私は玉座に座りながらやっぱり来たかと思いつつ、見下している。
「なっ…パンドラ?」
「よぅ。やっぱ来ると思ってたよ。ビャクロはともかく、タケミカヅチはさ」
「俺もうすうす感じてたけど…パンドラさんが王…」
「ここまでくると因縁深いし、何より、ビャクロと私が本気で戦うって初めてじゃないかな」
隣に立つワグマもため息を吐いている。
「ここまでくると運命の糸で結ばれてるって思うよね。なんでタケミカヅチは私とそこまで戦いたいんだろうね」
「…」
「ま、いいさ。やるか」
私は立ちあがる。ワグマも大剣を構えた。
「お互い一対一でやろう。いいな?」
「ああ。私はいいぞ。どちらが私の相手だ?」
ワグマと私を見てビャクロが自信満々に尋ねる。
「私は無理よ、ビャクロなんて」
「じゃ、私か…」
ビャクロ相手はきっついんだよなぁ。
動きは読めるけど読んだところでってことだ。読んだところですぐに反応して攻撃してくる。先読みしても意味がない。
ビャクロは、拳を構えていた。
「ビャクロさん、気を付けてね! 何してくるかわからないから」
「わかってる! 何年一緒にいると思ってるんだ。それぐらいは理解している。だが、卑怯な手も姑息な手も来い! 相手になってやる!」
と、一瞬だった。ビャクロが私の懐に潜り込んでくる。グローブを嵌めている。私に物理攻撃が効くようになるグローブだ。

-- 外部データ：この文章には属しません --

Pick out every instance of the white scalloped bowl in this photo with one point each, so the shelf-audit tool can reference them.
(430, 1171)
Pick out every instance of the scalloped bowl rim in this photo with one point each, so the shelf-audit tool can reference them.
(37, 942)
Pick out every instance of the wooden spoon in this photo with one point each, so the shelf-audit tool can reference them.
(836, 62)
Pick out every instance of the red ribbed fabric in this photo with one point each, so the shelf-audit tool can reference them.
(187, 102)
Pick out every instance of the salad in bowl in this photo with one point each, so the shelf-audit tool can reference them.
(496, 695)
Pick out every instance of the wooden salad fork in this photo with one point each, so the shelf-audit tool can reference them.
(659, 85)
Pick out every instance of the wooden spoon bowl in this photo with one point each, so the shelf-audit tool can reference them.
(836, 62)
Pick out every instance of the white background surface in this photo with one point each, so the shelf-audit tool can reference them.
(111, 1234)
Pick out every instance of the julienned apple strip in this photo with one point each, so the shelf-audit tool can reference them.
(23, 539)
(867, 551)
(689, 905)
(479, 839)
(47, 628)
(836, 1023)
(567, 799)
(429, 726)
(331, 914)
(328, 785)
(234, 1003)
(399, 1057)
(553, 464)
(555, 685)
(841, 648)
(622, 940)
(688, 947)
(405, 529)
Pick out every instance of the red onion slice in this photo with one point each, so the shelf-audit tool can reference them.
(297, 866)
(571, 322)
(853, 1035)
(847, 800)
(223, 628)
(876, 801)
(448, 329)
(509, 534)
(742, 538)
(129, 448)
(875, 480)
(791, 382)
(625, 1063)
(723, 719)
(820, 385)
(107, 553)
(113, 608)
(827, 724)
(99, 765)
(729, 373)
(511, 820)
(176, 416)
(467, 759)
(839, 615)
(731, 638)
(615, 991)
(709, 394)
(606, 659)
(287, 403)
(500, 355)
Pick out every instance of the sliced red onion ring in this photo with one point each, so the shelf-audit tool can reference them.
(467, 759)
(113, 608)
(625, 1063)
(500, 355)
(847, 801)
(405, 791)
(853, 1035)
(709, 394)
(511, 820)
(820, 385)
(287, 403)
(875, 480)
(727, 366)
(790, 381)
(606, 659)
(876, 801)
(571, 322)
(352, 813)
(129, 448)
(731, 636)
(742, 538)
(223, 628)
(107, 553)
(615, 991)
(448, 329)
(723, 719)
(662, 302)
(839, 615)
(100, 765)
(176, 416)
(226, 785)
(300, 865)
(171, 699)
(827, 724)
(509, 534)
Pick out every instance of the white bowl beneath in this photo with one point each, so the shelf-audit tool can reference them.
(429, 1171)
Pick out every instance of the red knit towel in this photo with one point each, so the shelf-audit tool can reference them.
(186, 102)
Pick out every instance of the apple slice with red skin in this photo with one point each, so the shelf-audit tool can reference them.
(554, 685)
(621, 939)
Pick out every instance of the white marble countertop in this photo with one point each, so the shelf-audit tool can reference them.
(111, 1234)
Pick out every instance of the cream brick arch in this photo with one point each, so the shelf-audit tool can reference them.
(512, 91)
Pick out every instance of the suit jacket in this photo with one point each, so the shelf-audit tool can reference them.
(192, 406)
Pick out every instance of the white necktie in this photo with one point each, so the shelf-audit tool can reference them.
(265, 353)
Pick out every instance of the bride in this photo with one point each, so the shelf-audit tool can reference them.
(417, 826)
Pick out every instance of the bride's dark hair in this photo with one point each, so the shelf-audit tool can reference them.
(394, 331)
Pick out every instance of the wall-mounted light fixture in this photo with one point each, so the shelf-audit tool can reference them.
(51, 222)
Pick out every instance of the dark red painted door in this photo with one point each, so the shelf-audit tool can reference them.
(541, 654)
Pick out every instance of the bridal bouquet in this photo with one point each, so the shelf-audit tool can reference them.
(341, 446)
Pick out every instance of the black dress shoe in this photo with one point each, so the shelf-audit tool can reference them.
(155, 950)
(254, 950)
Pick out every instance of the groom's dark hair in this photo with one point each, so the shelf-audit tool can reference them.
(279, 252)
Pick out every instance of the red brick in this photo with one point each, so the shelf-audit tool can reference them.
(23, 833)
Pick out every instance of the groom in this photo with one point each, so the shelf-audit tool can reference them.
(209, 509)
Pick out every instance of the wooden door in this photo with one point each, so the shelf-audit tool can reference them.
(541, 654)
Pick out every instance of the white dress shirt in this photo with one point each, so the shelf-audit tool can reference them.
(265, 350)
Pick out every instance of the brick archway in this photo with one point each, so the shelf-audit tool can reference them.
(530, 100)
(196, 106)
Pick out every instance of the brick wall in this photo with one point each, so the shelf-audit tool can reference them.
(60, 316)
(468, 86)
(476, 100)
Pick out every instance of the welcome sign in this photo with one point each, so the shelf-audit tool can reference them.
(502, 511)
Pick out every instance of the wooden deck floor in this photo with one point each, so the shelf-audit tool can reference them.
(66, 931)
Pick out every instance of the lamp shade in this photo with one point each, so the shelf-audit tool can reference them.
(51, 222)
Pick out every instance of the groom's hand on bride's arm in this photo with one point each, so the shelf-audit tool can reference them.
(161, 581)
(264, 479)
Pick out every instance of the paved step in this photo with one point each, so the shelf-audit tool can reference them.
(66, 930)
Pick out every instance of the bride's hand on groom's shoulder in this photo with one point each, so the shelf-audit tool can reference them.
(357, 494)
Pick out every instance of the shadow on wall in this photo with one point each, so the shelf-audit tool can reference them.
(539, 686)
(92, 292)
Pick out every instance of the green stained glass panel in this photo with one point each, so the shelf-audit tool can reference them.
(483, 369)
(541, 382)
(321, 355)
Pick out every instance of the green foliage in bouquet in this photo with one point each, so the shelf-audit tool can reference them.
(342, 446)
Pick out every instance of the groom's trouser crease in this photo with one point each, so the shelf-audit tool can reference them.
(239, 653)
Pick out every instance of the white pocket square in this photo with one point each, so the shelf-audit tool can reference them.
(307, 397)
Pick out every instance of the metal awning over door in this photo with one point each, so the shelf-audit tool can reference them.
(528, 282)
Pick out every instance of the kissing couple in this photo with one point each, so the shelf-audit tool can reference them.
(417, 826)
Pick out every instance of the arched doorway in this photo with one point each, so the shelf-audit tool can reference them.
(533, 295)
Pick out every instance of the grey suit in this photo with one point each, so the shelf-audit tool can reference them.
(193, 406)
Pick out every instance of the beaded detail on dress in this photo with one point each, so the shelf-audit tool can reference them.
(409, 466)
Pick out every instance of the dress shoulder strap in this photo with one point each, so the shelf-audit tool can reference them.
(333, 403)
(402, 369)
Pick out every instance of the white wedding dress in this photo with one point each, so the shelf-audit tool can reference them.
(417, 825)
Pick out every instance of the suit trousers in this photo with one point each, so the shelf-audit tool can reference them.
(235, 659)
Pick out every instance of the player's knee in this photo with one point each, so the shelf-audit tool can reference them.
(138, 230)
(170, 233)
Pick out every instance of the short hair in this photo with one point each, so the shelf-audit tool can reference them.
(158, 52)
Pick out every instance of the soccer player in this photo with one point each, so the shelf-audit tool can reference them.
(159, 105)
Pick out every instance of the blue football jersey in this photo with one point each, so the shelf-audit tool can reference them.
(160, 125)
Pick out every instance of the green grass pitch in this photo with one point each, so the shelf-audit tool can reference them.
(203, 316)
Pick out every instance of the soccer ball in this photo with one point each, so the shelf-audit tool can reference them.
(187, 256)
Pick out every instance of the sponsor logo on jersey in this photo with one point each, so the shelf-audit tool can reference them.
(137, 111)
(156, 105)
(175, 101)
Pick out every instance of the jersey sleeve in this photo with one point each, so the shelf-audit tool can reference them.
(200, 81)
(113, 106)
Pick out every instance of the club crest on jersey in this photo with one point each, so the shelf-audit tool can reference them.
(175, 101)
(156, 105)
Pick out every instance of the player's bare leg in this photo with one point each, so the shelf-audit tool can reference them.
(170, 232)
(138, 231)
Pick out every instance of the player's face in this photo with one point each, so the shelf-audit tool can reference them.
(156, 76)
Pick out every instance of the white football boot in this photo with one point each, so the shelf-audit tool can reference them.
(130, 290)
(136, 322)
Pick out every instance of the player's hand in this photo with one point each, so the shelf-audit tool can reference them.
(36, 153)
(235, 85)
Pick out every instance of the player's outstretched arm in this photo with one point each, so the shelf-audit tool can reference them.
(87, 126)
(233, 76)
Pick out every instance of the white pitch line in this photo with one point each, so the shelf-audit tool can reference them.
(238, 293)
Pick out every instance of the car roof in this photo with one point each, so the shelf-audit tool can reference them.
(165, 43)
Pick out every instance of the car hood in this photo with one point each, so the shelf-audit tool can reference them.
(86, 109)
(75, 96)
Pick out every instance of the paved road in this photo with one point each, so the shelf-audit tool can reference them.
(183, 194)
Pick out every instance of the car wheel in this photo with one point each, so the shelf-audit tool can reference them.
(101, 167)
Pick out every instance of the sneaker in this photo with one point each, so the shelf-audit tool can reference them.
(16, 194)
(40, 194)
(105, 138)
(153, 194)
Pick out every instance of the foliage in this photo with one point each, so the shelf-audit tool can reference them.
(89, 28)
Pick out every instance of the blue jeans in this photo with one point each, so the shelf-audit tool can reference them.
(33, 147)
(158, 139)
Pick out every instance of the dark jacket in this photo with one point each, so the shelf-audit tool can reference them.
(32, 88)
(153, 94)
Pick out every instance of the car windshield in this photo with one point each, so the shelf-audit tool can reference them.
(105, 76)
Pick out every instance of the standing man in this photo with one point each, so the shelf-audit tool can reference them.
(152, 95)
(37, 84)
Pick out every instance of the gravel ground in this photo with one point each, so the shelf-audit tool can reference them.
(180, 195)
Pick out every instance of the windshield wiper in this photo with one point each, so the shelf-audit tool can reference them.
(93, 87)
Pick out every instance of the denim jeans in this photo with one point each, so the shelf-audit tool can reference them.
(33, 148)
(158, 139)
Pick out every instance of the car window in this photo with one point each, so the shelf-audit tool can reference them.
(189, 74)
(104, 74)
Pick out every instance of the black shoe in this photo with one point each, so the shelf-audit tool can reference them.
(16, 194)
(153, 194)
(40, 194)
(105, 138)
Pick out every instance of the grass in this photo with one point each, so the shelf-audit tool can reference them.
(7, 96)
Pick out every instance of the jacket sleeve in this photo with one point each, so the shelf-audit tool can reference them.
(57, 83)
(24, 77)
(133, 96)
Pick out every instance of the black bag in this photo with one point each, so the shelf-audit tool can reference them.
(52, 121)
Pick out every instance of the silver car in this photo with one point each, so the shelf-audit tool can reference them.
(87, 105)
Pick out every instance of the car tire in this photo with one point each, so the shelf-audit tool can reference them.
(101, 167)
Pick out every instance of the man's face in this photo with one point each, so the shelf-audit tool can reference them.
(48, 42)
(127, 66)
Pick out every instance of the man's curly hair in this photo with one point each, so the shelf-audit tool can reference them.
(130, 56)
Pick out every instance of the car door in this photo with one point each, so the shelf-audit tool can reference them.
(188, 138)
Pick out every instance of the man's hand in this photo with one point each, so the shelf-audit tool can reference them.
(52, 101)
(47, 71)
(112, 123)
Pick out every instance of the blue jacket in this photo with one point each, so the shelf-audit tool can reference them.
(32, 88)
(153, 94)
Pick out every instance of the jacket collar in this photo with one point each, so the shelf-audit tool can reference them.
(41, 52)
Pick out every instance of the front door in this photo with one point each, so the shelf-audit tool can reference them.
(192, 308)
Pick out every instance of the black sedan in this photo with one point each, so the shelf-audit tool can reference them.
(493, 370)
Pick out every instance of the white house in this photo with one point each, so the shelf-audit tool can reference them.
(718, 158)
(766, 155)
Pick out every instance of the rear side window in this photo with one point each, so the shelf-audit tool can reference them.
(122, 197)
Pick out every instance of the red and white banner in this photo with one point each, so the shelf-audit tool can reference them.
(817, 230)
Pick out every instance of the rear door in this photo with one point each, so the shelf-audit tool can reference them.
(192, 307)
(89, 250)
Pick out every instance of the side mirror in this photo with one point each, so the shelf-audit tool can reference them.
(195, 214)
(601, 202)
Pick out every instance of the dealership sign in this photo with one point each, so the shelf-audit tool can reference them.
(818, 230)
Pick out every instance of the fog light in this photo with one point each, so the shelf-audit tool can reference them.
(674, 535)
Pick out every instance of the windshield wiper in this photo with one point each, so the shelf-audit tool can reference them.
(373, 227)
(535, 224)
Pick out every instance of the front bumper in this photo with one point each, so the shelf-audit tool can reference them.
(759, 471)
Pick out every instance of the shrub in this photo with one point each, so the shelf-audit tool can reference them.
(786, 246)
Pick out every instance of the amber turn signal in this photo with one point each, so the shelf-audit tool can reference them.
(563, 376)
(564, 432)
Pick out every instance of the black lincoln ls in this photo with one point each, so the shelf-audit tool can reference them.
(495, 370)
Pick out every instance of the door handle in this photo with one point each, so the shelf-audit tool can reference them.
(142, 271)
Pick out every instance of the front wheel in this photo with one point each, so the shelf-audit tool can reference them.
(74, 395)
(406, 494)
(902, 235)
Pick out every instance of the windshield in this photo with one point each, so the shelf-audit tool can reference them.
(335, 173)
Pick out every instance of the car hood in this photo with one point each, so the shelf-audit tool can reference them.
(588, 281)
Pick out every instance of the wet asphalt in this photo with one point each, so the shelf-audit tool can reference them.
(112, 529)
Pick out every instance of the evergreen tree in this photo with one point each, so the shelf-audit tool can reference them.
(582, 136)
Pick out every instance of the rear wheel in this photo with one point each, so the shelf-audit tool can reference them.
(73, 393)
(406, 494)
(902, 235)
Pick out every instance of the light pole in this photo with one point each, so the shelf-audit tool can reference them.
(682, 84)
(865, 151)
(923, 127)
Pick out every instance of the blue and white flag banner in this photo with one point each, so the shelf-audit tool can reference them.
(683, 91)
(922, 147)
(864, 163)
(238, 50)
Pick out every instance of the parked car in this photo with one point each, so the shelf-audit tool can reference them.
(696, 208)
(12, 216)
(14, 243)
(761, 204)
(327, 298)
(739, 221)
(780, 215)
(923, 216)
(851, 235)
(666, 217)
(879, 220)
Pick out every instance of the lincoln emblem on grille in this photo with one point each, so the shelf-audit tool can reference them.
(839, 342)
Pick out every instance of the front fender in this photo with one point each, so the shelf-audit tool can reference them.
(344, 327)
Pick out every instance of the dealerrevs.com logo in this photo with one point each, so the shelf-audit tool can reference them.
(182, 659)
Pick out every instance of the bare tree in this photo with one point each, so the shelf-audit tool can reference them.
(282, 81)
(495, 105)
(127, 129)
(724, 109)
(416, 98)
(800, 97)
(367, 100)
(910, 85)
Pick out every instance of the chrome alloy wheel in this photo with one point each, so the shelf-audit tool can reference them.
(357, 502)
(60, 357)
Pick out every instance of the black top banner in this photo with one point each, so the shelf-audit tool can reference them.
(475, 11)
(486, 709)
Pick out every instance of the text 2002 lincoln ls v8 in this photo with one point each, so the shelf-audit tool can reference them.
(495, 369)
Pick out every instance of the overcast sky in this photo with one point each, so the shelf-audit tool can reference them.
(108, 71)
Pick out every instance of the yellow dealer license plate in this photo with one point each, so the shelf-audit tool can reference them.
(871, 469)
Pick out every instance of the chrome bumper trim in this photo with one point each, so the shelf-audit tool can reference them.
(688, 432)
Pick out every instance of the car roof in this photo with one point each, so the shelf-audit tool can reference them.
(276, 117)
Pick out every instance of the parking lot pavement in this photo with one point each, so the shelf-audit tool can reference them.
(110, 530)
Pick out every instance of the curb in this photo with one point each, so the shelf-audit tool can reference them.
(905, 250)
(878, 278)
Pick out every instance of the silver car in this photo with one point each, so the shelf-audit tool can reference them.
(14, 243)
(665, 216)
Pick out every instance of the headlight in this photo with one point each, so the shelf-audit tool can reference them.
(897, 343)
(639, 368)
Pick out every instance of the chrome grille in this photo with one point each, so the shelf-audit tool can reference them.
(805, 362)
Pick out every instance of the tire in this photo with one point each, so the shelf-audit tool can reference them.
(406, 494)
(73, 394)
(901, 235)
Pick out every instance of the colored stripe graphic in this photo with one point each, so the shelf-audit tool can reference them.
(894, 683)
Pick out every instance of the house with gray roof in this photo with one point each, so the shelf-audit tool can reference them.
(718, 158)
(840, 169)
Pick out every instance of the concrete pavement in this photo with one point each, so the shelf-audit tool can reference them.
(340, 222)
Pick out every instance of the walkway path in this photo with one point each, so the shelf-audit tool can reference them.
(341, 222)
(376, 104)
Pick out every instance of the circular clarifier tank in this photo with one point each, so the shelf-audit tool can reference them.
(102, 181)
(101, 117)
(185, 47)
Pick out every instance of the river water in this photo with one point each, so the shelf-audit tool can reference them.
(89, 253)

まずい。白露の攻撃は一度食らうだけでもやられる可能性が高いっ…! 私は咄嗟に足下に氷を作ると、ビャクロは勢いよく転んだ。
「ビャクロ目の前に油断はできんな…」
「転ばせただけで私が怯むわけがないだろう。パンドラも何年も一緒にいるからわかってるだろう?」
「わかってる!」
私はイベントリからアイテムを取り出す。そして魔王の遺産である弓を取り出し、あるものを矢につけて発射する。
矢は勢いよく飛んでいったが、大きく軌道がそれた。その軌道を見てビャクロはなにやら不審がっている。が…。
「外したな!」
「ちっ、当てられると思ったのに。もう一発ゥ!」
弦を引き絞り、狙いを込める。狙いはタケミカヅチだ。弦を引き絞り放つと、タケミカヅチめがけて矢が飛んでいったのだった。
章のボスですぜええええ!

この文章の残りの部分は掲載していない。